Directed by: David Fincher || Produced by: Steve Golin, Cean Chaffin
Screenplay by: John Brancato, Michael Ferris || Starring: Michael Douglas, Sean Penn, James Rebhorn, Deborah Kara Unger, Peter Donat, Carroll Baker, Armin Mueller-Stahl
Music by: Howard Shore || Cinematography: Harris Savides || Editing by: James Haygood || Country: United States || Language: English
Running Time: 129 minutes
I’ve been a big fan of David Fincher for a long time. I’ve seen most of his films and loved almost all that I’ve seen. This is not one of those loved pictures. After watching The Game without knowing who made it, imagine my surprise upon discovering that David Fincher, one of my favorite modern filmmakers, was the director. I was even more surprised after seeing the film listed on various blogs as considered one of Fincher’s best, because frankly I don’t see much artistic merit in the finished product.
The Game is a by-the-numbers, generic thriller about a man (Michael Douglas) who has lived a financially successful but emotionally hallow life. He is unappreciative of his bountiful wealth and estranged from his family, notably his only brother (Sean Penn). The plot goes that Douglas’ character, an investment banker named Nicholas Van Orton, is given an invitation by his brother to participate in a life-changing experience offered through a mysterious company called Consumer Recreation Services.
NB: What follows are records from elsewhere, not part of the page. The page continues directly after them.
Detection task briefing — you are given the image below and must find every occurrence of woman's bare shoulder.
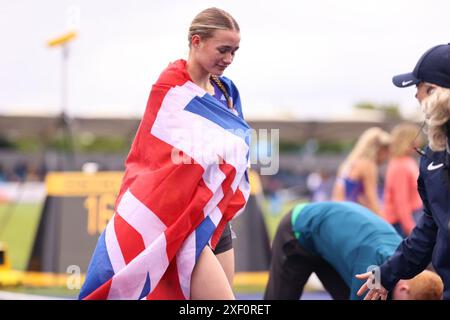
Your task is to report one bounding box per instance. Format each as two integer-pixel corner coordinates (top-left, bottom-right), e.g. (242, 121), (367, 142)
(353, 158), (376, 177)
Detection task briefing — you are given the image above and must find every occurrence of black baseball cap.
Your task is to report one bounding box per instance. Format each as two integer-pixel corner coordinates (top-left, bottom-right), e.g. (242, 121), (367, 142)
(392, 43), (450, 89)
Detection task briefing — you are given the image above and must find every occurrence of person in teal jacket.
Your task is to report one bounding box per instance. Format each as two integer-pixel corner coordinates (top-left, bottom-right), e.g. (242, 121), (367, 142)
(264, 201), (443, 300)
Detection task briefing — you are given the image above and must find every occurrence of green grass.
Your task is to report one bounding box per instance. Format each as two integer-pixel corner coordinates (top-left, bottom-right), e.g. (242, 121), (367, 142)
(0, 203), (42, 270)
(0, 202), (78, 298)
(261, 197), (305, 241)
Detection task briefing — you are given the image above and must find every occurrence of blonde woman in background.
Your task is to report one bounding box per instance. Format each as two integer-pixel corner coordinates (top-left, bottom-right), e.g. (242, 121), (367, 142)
(383, 123), (423, 238)
(332, 127), (391, 215)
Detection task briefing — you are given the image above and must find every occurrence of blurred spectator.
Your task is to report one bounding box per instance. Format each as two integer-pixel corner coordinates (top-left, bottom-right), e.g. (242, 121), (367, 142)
(0, 163), (6, 182)
(383, 123), (423, 238)
(38, 162), (48, 181)
(307, 170), (334, 202)
(267, 177), (283, 215)
(12, 161), (27, 182)
(26, 164), (41, 181)
(332, 127), (391, 215)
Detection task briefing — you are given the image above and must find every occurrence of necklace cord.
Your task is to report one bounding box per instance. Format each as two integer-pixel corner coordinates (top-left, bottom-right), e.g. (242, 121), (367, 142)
(210, 75), (234, 110)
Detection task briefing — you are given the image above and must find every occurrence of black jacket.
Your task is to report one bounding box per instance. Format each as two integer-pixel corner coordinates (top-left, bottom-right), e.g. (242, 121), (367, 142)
(380, 146), (450, 299)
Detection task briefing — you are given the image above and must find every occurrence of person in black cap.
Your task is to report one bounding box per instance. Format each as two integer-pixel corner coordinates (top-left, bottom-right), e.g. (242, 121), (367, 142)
(356, 43), (450, 300)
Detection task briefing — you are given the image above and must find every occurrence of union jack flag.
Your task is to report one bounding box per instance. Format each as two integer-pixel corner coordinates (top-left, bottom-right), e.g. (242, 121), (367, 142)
(79, 60), (251, 299)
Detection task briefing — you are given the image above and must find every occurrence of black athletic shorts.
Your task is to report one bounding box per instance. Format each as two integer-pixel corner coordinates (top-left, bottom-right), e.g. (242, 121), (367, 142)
(213, 222), (234, 255)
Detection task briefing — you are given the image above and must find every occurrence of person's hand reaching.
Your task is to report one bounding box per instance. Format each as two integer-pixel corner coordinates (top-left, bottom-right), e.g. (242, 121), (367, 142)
(355, 271), (388, 300)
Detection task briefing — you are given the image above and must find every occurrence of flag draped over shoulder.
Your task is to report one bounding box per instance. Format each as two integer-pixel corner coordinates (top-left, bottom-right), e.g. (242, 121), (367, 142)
(79, 60), (251, 300)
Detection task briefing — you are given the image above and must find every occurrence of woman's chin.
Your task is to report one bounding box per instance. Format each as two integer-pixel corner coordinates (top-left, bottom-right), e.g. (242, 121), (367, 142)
(211, 71), (224, 76)
(212, 66), (227, 76)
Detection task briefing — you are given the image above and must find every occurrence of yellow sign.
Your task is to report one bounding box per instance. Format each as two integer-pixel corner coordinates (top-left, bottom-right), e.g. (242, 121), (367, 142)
(45, 172), (123, 197)
(248, 170), (262, 195)
(47, 31), (77, 47)
(84, 194), (116, 235)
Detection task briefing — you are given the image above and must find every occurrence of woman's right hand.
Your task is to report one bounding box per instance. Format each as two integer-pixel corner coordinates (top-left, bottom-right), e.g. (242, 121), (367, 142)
(355, 272), (388, 300)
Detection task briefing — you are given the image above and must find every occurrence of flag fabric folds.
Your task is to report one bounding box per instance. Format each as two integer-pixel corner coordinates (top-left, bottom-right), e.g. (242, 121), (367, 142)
(79, 60), (251, 300)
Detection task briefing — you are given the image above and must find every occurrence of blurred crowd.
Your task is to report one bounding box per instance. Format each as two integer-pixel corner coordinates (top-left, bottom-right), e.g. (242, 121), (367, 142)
(0, 161), (47, 183)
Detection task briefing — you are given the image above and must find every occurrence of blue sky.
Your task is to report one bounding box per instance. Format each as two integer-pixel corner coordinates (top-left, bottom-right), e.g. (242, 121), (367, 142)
(1, 0), (449, 120)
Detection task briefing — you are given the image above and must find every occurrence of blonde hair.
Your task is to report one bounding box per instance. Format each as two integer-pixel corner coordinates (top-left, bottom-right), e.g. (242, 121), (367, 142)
(339, 127), (391, 173)
(188, 8), (240, 47)
(390, 123), (421, 157)
(421, 85), (450, 151)
(408, 270), (443, 300)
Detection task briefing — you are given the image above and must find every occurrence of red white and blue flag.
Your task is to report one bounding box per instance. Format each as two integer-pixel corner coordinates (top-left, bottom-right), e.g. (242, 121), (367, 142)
(79, 60), (251, 300)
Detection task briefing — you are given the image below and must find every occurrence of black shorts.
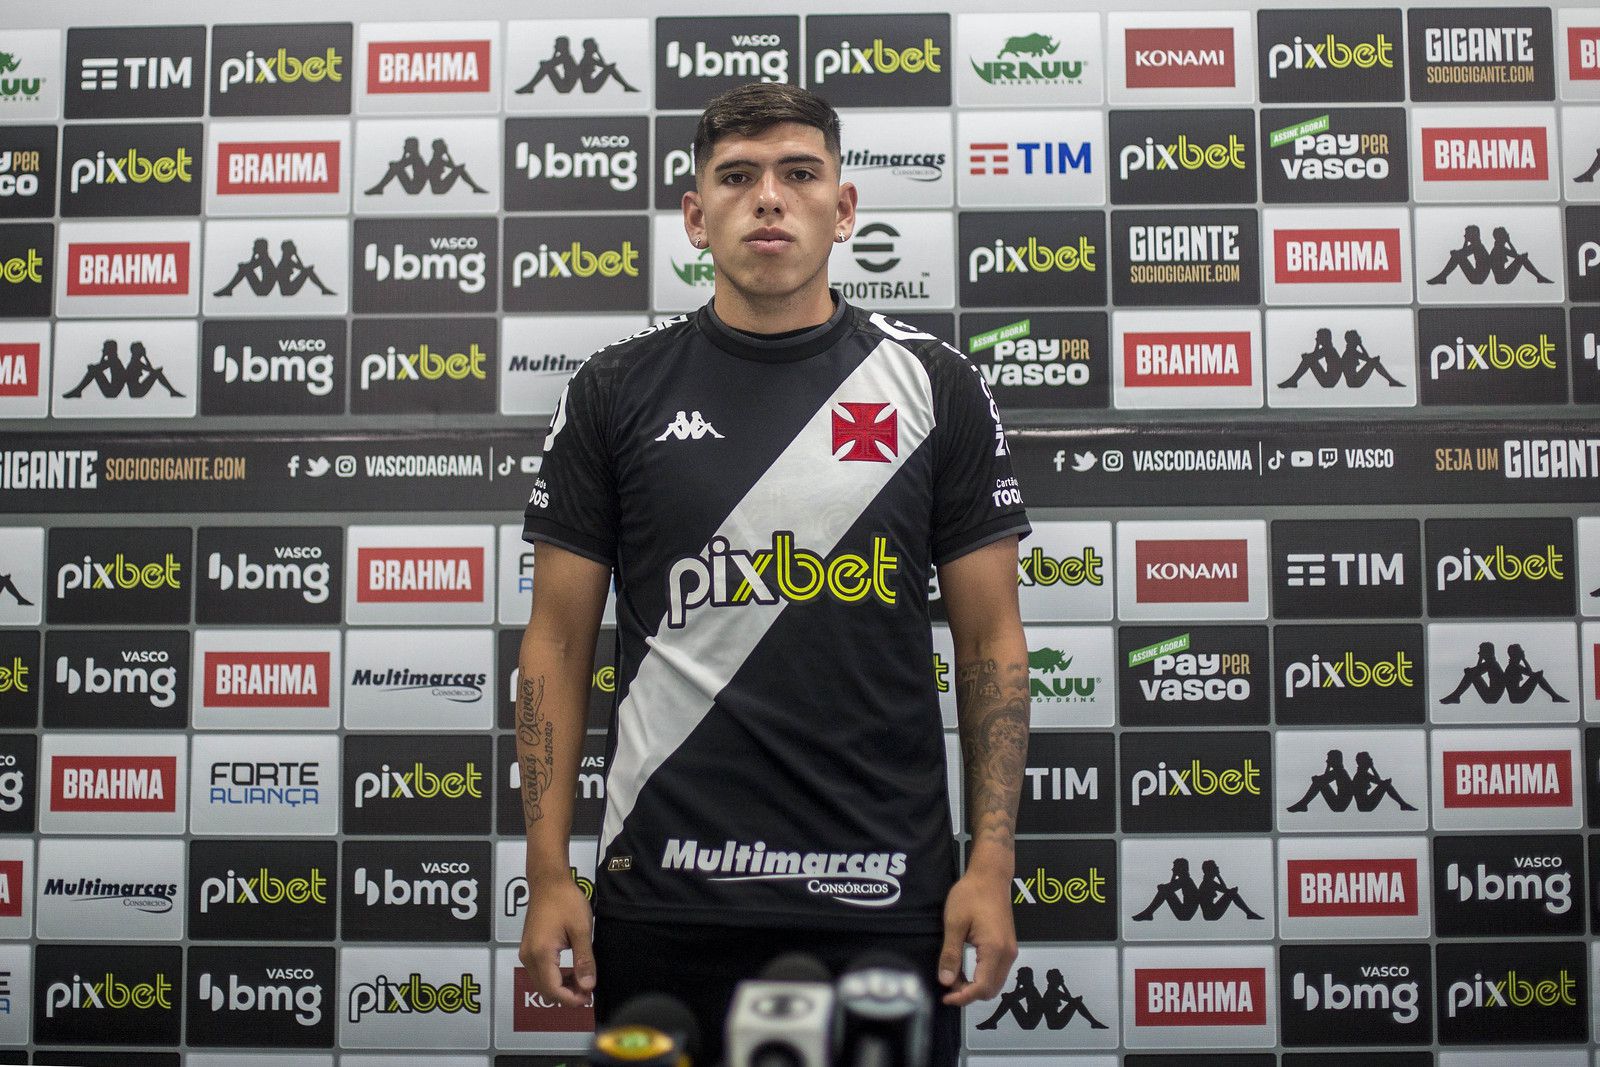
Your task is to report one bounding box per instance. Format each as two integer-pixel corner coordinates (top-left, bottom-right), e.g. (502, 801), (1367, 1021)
(592, 915), (962, 1066)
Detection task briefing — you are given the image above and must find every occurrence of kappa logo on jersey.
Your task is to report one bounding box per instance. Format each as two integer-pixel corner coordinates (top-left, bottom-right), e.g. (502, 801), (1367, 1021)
(831, 402), (898, 462)
(1135, 539), (1250, 603)
(1443, 749), (1572, 808)
(655, 410), (723, 441)
(366, 39), (490, 94)
(661, 837), (909, 908)
(1124, 28), (1236, 89)
(65, 241), (189, 296)
(1123, 331), (1252, 388)
(1286, 858), (1419, 917)
(356, 546), (484, 604)
(666, 533), (899, 628)
(50, 755), (176, 812)
(347, 969), (483, 1021)
(216, 140), (339, 196)
(1134, 966), (1266, 1025)
(204, 651), (330, 708)
(1422, 125), (1549, 182)
(1274, 228), (1402, 283)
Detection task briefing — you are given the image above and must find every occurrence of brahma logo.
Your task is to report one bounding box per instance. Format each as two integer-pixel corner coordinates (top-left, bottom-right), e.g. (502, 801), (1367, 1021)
(356, 546), (484, 604)
(203, 651), (330, 708)
(50, 755), (175, 812)
(1135, 539), (1250, 604)
(1124, 28), (1235, 89)
(1286, 858), (1418, 917)
(1422, 125), (1548, 182)
(1274, 228), (1401, 284)
(0, 343), (40, 398)
(0, 859), (22, 917)
(1123, 331), (1251, 388)
(831, 402), (898, 462)
(366, 40), (490, 94)
(216, 141), (339, 196)
(65, 241), (188, 296)
(1570, 27), (1600, 80)
(1134, 966), (1266, 1026)
(1443, 749), (1572, 808)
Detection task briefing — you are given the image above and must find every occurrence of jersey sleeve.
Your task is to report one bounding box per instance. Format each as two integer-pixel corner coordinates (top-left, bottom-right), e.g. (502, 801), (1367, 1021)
(930, 349), (1031, 565)
(522, 362), (619, 565)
Things get weirder the further Nicholas becomes involved in this “game,” and thrills are meant to come from the overarching mystery behind the shady company and the way Nicholas’ life becomes consumed by this “recreational service.”
What I like about The Game is how Douglas’ character undergoes a substantial arc and he learns something of value by the end of the whole experience. The acting is decent by the whole cast, although frankly none of them are given much to do with the limited characters and vanilla screenplay.
The major problems I have with this Fincher outing are (1) my general lack of interest in the vague characters, and (2) the script’s predictability and over-reliance on its twist ending (which itself is rather unsatisfying). It becomes obvious that the narrative will end one of two ways by the time the film reaches its half-hour mark, and this lack of mystery ruins most of the remaining suspense. Furthermore, the climax the film chooses feels decidedly safe, the easy way out, as if the writers were too scared to end the film on a downer note or couldn’t come up with a more nuanced explanation of what was going on. The story conjures an easy-fix solution that somehow attempts to explain all the unreasonable and unrealistic things that happen to its protagonist.
The screenplay misses a big opportunity by not building on Douglas’ backstory, namely how he witnessed his father commit suicide when he was a young man. Based on the film’s prologue, I thought that event was going to be expanded upon and explored in detail. There is no intriguing, in-depth character analysis that results from this interesting character history. In fact, I felt many aspects of Douglas’ character were either hinted at or covered far too briefly. Much of Douglas’ protagonist feels skimmed over and his character attributes touched upon only in the most minimal fashion so that the plot can function.
All in all, I feel the film lacked any attributes that made it truly engaging. The screenplay is so lacking in depth, and Fincher does little to add much technical flair to the written material. Bare-bones plots have worked plenty of times in the past (e.g. Die Hard , The Raid ), but films like those are usually action films that rely on both elaborate, exciting action scenes and effective pacing. The Game has neither.
I am and will continue to be a huge David Fincher fan. Like I said earlier, he is one of my favorite active directors and one of the best in the world at what he does; however, I don’t think 1997’s The Game is even close to a good example of his artistic potential. Check it out if you’re really interested, but otherwise, don’t bother. There are far better options available by this modern American auteur.
SUMMARY & RECOMMENDATION: The Game’s story is far too emaciated to have much impact. Everything from the genre thrills to the characters feel bland. There’s nothing special to see here. The ending is unbelievable.
— However… Michael Douglas is a decent protagonist, and both he and Sean Penn have semi-interesting chemistry.
—> NOT RECOMMENDED
? THE GAME. As far generic titles for generic movies go, this one’s rather fitting.